In [1]:
%env CUDA_DEVICE_ORDER=PCI_BUS_ID
%env CUDA_VISIBLE_DEVICES=1

env: CUDA_DEVICE_ORDER=PCI_BUS_ID
env: CUDA_VISIBLE_DEVICES=1


In [5]:
from transformers import AutoTokenizer
import sys
import torch
import json
from scipy.special import softmax
from transformers import AutoModelForSequenceClassification
import argparse
import pandas as pd

In [6]:
# Load the test datasets from the GitHub repositories (access to them is obtained by request to the AGILE repository owner)

en_ginco = pd.read_json("../../datasets/EN-GINCO-test-dataset/EN-GINCO.jsonl", lines=True)
x_ginco = pd.read_json("../../datasets/X-GINCO-test-set/X-GINCO.jsonl", lines=True)
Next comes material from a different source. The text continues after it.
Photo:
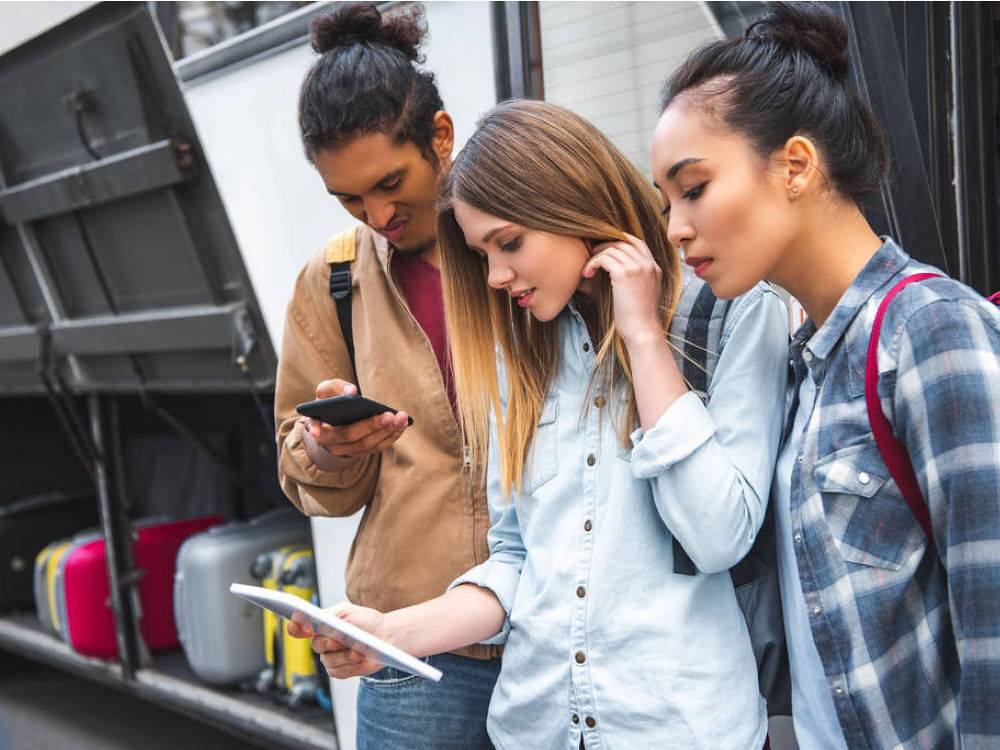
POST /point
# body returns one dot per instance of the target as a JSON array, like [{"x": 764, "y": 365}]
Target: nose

print(en_ginco.shape, x_ginco.shape)

(272, 4) (790, 6)


In [7]:
en_ginco.head(2)

Unnamed: 0,text,labels,dataset,language
0,Welcome to KBismarck.org! This is a community ...,Information/Explanation,EN-GINCO,English
1,Why graft thrives in postconflict zones <p> A ...,News,EN-GINCO,English


In [9]:
def predict_genre(df_test_name):
    dfs = {
        "en-ginco": en_ginco,
        "x-ginco": x_ginco
    }

    df = dfs[df_test_name]

    texts = df["text"].to_list()

    prediction_list = []

    model = AutoModelForSequenceClassification.from_pretrained("classla/xlm-roberta-base-multilingual-text-genre-classifier")
    model.to("cuda:0")

    tokenizer = AutoTokenizer.from_pretrained("classla/xlm-roberta-base-multilingual-text-genre-classifier")

    labels = ["Other", "Information/Explanation", "News", "Instruction", "Opinion/Argumentation", "Forum", "Prose/Lyrical", "Legal", "Promotion"]

    def transcode(logit):
        cats=sorted(zip(labels,softmax(logit)),key=lambda x:-x[1])
        if cats[0][1]>=0.8:
            label=cats[0][0]
        else:
            label='Mix'
        return label

    inputs = tokenizer(texts, max_length=512, truncation=True, padding=True, return_tensors="pt").to("cuda:0")

    with torch.no_grad():
        logits = model(**inputs).logits

    for idx in range(len(logits)):
        current_logit = logits[idx].tolist()
        prediction_list.append(transcode(current_logit))
    
    # Create a json with results

    current_results = {
        "system": "X-GENRE classifier",
        "predictions": [
            {
            "train": "X-GENRE (train split)",
            "test": "{}".format(df_test_name),
            "predictions": prediction_list,
            }
        ]
        }

    # Save the results as a new json
    with open("submissions/submission-{}-{}.json".format("X-GENRE", df_test_name), "w") as file:
        json.dump(current_results, file)

    print("Classification with {} on {} finished.".format("X-GENRE", df_test_name))

In [10]:
predict_genre("en-ginco")

Classification with X-GENRE on en-ginco finished.


In [11]:
predict_genre("x-ginco")

Classification with X-GENRE on x-ginco finished.